I handed over my credit card and turned fully to him. “Why are you doing this?”
“What?” he asked again.
“Protecting me. You barely know me.”
He regarded me for a second.
Then he said, “Got a feeling you’re gonna be a fixture in Indy’s life. Whoever is a fixture in Indy’s life is a fixture in mine. Don’t got no family outside Dolores and her folks. What family I got walks through the doors of that store on a regular basis. I’m guessin’ by the way Vance looks at you and Indy and her gang have taken to you, you’re gonna be walkin’ through those doors on a regular basis. I’m gonna do my bit to make sure you continue walkin’ through those doors. Where I come from, you take care of your family.”

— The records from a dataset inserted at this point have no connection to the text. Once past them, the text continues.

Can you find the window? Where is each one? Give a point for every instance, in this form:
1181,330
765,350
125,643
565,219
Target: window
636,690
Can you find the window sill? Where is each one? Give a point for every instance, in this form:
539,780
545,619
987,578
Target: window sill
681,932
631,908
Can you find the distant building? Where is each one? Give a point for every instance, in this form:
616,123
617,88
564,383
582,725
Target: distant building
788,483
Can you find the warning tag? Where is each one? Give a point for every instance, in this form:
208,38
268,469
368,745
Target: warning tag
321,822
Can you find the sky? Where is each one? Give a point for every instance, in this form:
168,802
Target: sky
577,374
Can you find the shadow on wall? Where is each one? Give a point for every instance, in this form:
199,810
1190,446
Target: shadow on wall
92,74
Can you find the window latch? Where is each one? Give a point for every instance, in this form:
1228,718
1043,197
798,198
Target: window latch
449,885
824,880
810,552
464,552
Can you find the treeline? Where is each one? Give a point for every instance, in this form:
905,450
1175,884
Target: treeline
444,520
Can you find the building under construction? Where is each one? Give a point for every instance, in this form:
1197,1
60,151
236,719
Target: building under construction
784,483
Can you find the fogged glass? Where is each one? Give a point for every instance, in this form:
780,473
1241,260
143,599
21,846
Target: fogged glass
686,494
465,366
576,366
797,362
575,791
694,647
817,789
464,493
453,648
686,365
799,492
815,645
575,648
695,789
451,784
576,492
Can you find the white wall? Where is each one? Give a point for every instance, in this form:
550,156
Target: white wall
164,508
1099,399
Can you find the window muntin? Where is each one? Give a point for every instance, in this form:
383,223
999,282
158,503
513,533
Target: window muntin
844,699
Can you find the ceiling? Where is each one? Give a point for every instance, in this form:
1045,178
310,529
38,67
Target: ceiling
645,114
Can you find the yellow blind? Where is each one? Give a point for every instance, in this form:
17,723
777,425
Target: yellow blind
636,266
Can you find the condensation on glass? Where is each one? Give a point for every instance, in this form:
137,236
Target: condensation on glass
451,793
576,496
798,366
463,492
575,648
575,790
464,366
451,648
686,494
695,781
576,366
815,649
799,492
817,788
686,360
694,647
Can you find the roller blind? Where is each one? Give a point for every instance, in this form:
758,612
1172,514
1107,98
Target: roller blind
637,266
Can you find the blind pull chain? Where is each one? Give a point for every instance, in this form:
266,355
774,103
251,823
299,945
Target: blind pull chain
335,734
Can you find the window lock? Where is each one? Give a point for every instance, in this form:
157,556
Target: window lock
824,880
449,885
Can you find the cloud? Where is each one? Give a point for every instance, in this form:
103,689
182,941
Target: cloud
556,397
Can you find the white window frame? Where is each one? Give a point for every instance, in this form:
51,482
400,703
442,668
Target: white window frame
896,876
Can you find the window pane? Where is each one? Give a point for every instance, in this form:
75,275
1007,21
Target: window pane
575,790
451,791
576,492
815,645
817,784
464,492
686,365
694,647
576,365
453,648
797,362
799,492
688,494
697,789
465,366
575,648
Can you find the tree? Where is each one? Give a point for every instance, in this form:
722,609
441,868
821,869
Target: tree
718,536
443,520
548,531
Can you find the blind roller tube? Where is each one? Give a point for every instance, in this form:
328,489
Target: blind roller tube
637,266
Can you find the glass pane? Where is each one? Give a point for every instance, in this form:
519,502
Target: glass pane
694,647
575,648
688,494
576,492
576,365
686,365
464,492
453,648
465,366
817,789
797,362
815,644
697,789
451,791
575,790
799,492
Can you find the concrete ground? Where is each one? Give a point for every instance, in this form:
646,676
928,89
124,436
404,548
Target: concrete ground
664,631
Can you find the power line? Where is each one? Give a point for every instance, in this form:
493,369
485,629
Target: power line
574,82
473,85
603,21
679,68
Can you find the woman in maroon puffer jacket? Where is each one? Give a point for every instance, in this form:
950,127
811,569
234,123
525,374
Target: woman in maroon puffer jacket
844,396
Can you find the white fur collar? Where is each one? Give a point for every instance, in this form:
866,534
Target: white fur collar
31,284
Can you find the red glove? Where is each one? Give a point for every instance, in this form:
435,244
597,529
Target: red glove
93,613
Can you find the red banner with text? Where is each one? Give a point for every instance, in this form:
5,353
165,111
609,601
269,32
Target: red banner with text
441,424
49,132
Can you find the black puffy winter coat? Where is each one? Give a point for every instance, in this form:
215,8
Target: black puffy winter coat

At his words I’d had to put my hand to the counter to hold myself steady.
For some bizarre reason, maybe because he’d shared so I felt I should do the same, I told him. “I don’t have much family.”
“You do now,” he replied.
I had the strange but strong desire to hug him. I didn’t, instead I turned to the clerk and took my credit card back.
Duke followed me home and did a walkthrough of my house even though I told him there were cameras everywhere. He stayed for a beer and long enough for me to knit and pearl my way through a line of wool, all the while Duke reading the directions to me.
Finally he said, “Gotta go or Dolores’ll be pissed I let the dinner go cold.”
I walked him to the door.
“You go anywhere you call me or one of the boys. Hear me?” he ordered.
I wanted to be a head crackin’ mamma jamma but I couldn’t, not after what he said at the hobby shop and not after what happened at Fortnum’s that afternoon.